To comprehensively assess the impact of B, we conducted further experiments. We evaluated the performance of the proposed model on validation set under three B values. As depicted in Figure 7, the model performs notably well when B is set to 12, outperforming the other two cases, though the differences are marginal. Therefore, B is set to 12 for lower computational costs while ensuring overall model performance.

The accuracy of the test set is shown in Figure 8. It can be seen from this figure that the proposed model performs slightly better than QCNN [17], and they both perform well on these five metrics. Furthermore, Mi_AUC and Ma_AUC accuracy is about 99.99%, indicating that the proposed model is robust to different fault types. Overall, our proposed bearing fault detection model demonstrates excellent performance in bearing fault diagnosis.
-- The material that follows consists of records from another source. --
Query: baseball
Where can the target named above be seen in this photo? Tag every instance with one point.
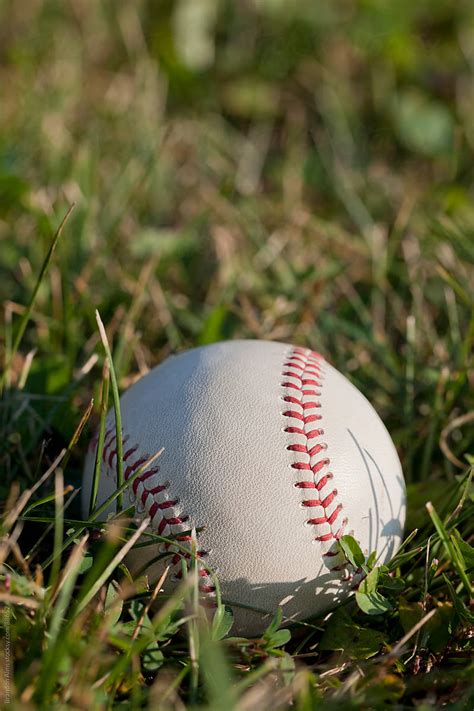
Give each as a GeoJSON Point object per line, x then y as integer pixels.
{"type": "Point", "coordinates": [272, 455]}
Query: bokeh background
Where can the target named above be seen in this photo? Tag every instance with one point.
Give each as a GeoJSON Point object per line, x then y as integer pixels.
{"type": "Point", "coordinates": [259, 169]}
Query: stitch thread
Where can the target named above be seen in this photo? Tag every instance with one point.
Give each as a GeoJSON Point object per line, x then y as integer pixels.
{"type": "Point", "coordinates": [303, 376]}
{"type": "Point", "coordinates": [154, 497]}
The confusion matrices are depicted in Figure 9. There are totally six types of bearing faults: “H” signifies normal bearing, “OR” denotes outer race fault, “IR” represents inner race fault, “MIX” corresponds to mixed fault, “B” indicates ball fault, and “C” represents cage fault. Each row in the figure represents the true labels, and each column signifies the predicted labels. The dark portions along the diagonal indicate the number of correctly predicted instances for each category. The numbers along the diagonal in the figure reveal that the majority of faults are accurately predicted. In addition, there are also some misclassifications. It can be seen from this figure that QCNN does not perform well for the cage fault since there are 177 samples misclassified as normal bearing, but it works well for the normal and ball faults. The proposed approach performs similar among different category samples, indicating the robustness of the proposed approach. However, the errors are still marginal, as illustrated in Figure 8 and Figure 9.
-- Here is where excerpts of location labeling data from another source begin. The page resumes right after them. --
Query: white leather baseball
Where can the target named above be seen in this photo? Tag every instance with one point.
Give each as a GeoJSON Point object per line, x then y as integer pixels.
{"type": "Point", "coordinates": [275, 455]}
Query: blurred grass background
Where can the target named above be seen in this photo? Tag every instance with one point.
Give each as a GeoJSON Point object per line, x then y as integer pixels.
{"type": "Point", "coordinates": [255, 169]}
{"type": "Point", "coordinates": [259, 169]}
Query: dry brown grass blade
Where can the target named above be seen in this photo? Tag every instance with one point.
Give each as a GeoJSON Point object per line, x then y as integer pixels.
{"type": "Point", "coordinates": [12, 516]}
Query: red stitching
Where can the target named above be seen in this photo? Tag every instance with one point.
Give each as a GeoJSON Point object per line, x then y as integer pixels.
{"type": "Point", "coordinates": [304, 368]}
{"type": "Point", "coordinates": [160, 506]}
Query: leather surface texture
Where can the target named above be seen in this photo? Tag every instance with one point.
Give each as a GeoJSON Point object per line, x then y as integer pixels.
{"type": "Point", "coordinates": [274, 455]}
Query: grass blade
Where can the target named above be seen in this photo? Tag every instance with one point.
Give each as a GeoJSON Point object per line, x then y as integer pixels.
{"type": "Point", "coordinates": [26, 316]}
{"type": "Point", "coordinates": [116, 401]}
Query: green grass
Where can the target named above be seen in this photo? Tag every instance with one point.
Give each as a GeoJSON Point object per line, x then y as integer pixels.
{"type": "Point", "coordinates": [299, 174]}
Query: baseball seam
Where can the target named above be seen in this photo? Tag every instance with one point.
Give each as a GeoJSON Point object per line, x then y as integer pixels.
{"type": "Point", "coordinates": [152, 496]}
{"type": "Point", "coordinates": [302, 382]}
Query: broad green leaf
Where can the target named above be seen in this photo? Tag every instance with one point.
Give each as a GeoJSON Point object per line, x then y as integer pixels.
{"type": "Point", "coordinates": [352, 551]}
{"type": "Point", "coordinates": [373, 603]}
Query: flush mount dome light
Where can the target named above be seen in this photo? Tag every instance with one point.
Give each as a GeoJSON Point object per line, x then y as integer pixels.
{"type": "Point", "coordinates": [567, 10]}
For intuitive observation of classification, we employed t-distributed stochastic neighbor embedding (t-SNE) to visualize the output features of the final convolutional layer, as presented in Figure 10. In this figure, different colors represent bearings of different fault categories. Upon observation, it is evident that the proposed model is effective in bearing fault diagnosis. It is noteworthy that in the figure, the points in green (denoting outer race fault bearings) are somewhat confused with purple points (denoting ball fault bearings). This indicates that a small proportion of outer race fault bearings are misidentified as ball fault bearings. In addition, the same type of fault with different rotation speeds is depicted in the same color. The points in red and purple are concentrated into three clusters, indicating that the fault features are also related with speed, so we focus on eliminating the influence of rotating speed in the future work. Compared with the proposed model, the t-SNE graph of QCNN is more complicated, indicating that features of QCNN are more diverse. Its intra-cluster distance is larger and inter-cluster distance is smaller than the proposed model.

5. Conclusions

This paper introduces a fault diagnosis approach for analyzing vibration signals using a GCN. The CQT spectrum of the vibration signal is first calculated. Subsequently, the CQT spectrum is transformed into a graph structure, where the frequency bins are modeled as nodes and their harmonic relationships are represented by edges. Finally, a two-layer GCN is employed to extract high-level features from the vibration signal and determine the fault type. The proposed approach effectively handles bearing fault diagnosis under different rotation speeds, showcasing robust generalization property. We have also compared its performance with one state-of-the-art bearing fault diagnosis model. Experimental results demonstrate that the proposed model achieves better performance across five evaluation metrics. According to t-SNE visualization, the proposed model is more effective in distinguishing features of different fault types.